死生吉凶を数脈の有無でもみますし、いわゆる七死脈においても脈数が関与する脈は3種(雀啄脈、屋漏脈、蝦遊脈)あり、以下に脈数と息数の調和が要なのかを知ることができます。
脈数と息数の重要性については以下のページをご覧ください

経脈を流れる氣の速さと呼吸
死脈を考える1 脈と呼吸【難経一難を中心に】
死脈を考える3 脈と呼吸【難経十四難から】
脈五十至から27108を考える

死脈、すなわち死生吉凶を候う脈について調べるほどに、脈数と息数の関係が重要であることが分かります。
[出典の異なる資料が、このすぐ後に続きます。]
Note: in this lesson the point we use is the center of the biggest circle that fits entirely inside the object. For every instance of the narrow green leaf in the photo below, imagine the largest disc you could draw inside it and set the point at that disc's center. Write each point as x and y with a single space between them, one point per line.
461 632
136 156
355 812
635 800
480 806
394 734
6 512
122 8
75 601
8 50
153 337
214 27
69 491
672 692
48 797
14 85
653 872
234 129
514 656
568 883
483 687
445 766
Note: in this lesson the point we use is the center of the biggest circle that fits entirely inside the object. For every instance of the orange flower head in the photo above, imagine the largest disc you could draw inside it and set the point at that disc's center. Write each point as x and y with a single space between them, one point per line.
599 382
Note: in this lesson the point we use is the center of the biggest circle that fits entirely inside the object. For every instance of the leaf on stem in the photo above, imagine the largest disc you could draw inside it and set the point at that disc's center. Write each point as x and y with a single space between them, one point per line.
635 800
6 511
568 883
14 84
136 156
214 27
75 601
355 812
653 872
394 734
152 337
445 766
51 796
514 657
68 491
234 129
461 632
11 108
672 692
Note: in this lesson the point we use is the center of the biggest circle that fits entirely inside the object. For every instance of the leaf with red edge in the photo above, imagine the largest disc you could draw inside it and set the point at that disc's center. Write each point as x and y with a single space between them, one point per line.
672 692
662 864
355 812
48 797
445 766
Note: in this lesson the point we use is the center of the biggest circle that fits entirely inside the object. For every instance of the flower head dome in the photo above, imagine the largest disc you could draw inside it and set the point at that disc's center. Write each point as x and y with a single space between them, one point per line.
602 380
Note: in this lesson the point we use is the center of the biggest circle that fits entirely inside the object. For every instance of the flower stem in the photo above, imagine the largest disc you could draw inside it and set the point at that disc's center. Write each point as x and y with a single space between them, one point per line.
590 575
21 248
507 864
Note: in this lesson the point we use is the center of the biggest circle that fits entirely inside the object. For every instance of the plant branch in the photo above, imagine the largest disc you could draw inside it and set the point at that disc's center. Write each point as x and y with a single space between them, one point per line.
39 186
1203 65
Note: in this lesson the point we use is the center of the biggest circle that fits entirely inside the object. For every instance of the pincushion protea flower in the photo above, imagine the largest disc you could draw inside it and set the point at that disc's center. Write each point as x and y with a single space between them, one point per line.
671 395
しかし死が近づく危急の時だけに脈数の変動が起こるのではありません。
ここで挙げられているように、小児・子どもの脈は基本的に数脈です。
なぜか?生命力が満ちていて、常にその活動が発動されているからです。

生命力が正しく健全に発動しているときは子どもではなくなった大人にも起こります。
運動時や発熱時ですね。

またお産に臨むときにも数脈は現れます。
これを離経の脈といいます。経とは“つね”。平常とは異なる脈が突然にあらわれます。
体内での異常事態が起こりつつあることを脈が示しているのです。
いつも軟脈、緩脈、滑脈、大脈が中心だったのが、突然に弦脈を主体とした脈状が現れたりします。
このような緊張性の高い脈に加えて数脈が加わった時、お産がもう一段階近づいたと判断する目安になります。

弦は緊張や痛み、数は生命力の発動だと一面では判断することができると考えています。

『切脈一葦』中巻 脈状について、長くなりそうなのでこの辺りでいったん休憩します。